Intervention de Bernard Laponche

Réunion du 17 avril 2014 à 17h00
Commission d'enquête relative aux coûts passés, présents et futurs de la filière nucléaire, à la durée d'exploitation des réacteurs et à divers aspects économiques et financiers de la production et de la commercialisation de l'électricité nucléaire

Bernard Laponche, ancien directeur général de l'AFME, aujourd'hui ADEME :

La France est probablement en surcapacité pour certains aspects, mais les coûts ne sont pas favorables. Il faudrait connaître le détail des chiffres.

Du point de vue de l'offre, le rapport est un peu léger. L'absence de l'ADEME dans le choix des scénarios illustre un manque d'intérêt pour la demande et le rapport se limite en fait au poids du nucléaire dans le mix électrique. Or, il est très grave de ne pas prendre en compte la demande car, selon que cette dernière sera de 350 ou de 600 milliards de kilowatt-heure, la réflexion sur l'industrie nucléaire sera très différente : la différence est un facteur 2, même si la part du nucléaire reste de 50 %.

Les comparaisons quantifiées figurant dans le rapport ne comportent ni le scénario de négaWatt ni celui d'Enerdata, et il n'est tenu compte ni des incertitudes de sûreté ni de l'éventualité et du coût d'un accident nucléaire. Un exercice de prospective peut aussi bien viser à rechercher la perspective optimale pour les auteurs de la prospective elle-même qu'à présenter aux décideurs politiques l'ensemble des avantages et des risques. Or, le seul risque pris en compte dans le rapport – comme d'ailleurs de nombreuses autres études – est le risque climatique, sans que soient évoqués ni les autres pollutions ni le risque nucléaire.

Ce matin, pour la première fois, il a été question des coûts et de l'assurance : évoquer une probabilité d'accident grave de 10-4 par année.réacteur n'a de prime abord rien de très évocateur, mais cela signifie qu'il existe une probabilité d'accident pour 10 000 cas possibles, c'est-à-dire pour 250 réacteurs PWR, soit à peu près l'ensemble de ceux qui existent dans le monde, pour une durée de fonctionnement de quarante ans. Pour 58 réacteurs, l'occurrence annoncée par cette probabilité est de 0,23 accident. Il ne s'agit pas là, contrairement à ce qu'a dit M. Thierry Salomon, d'une probabilité de zéro – ni même epsilon – multipliée par l'infini.

Il y a là une grande faiblesse dans un exercice de prospective qui, même s'il était moins détaillé, pourrait au moins poser la question du risque.
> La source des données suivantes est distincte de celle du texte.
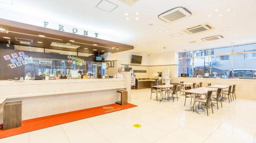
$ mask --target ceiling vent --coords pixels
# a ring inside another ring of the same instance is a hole
[[[188,28],[185,30],[185,32],[190,34],[194,34],[202,33],[212,29],[212,27],[210,26],[209,24],[202,24]]]
[[[210,41],[219,40],[219,39],[221,39],[222,38],[223,38],[223,36],[222,36],[221,35],[216,35],[216,36],[204,38],[202,39],[202,40],[203,40],[204,41]]]
[[[15,37],[16,41],[20,41],[20,42],[26,42],[29,43],[33,43],[33,40],[32,39],[24,39],[20,38]]]
[[[106,0],[101,0],[101,1],[96,6],[96,8],[108,12],[112,12],[118,7],[118,5]]]
[[[19,43],[22,44],[25,44],[25,45],[30,45],[30,42],[24,42],[24,41],[19,41]]]
[[[139,2],[139,0],[118,0],[118,1],[129,6],[132,6],[132,5],[134,5],[136,3]]]
[[[62,43],[55,43],[55,42],[52,42],[51,44],[51,46],[66,48],[70,48],[70,49],[76,49],[80,47],[80,46],[69,45],[69,44],[62,44]]]
[[[190,16],[192,13],[184,7],[177,7],[158,15],[158,18],[168,23],[172,23]]]

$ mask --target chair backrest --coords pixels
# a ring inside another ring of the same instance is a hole
[[[156,88],[152,87],[153,86],[157,85],[157,83],[151,83],[151,90],[156,90]]]
[[[235,93],[236,92],[236,87],[237,87],[237,85],[236,84],[233,85],[233,90],[232,90],[232,92],[233,93]]]
[[[174,87],[173,89],[173,94],[176,94],[177,92],[177,91],[178,91],[178,85],[174,85]]]
[[[209,105],[209,104],[210,102],[211,102],[211,98],[212,97],[212,91],[209,91],[207,92],[207,95],[206,97],[206,104]]]
[[[200,88],[203,87],[203,82],[200,82]]]
[[[228,87],[228,95],[230,95],[231,89],[232,89],[232,85],[229,85],[229,87]]]
[[[191,90],[191,87],[185,87],[185,90]]]
[[[193,83],[193,89],[196,89],[196,88],[197,88],[197,83]]]
[[[218,89],[217,93],[218,100],[220,100],[221,99],[221,92],[222,91],[222,89]]]

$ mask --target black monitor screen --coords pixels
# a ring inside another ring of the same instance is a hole
[[[140,55],[132,55],[132,64],[141,64],[141,61],[142,60],[142,56]]]
[[[101,62],[101,61],[102,61],[102,56],[96,56],[96,61],[98,61],[98,62]]]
Les anomalies génériques introduisent une incertitude considérable dans les scénarios et, même lorsque le nucléaire joue un rôle important, on pourrait veiller à ce que sa proportion soit moins sensible à ces anomalies.
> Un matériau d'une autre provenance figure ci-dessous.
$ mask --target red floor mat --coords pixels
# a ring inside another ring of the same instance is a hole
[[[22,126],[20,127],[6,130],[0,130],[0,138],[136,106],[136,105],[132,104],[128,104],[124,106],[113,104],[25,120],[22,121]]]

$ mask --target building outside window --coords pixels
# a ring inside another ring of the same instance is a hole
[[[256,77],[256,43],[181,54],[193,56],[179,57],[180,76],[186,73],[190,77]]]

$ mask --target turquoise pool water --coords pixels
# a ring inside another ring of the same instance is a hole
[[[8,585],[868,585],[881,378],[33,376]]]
L'exemple du Japon est à cet égard très intéressant. Selon une étude que j'ai réalisée sur l'énergie au Japon après Fukushima, l'arrêt des réacteurs, qui fournissaient moins d'un tiers de la consommation, n'a pas cassé le système électrique, ce qui n'aurait pas été le cas si la consommation d'électricité avait reposé pour 65 % sur ces réacteurs nucléaires. Le risque aurait alors été pratiquement impossible à maîtriser.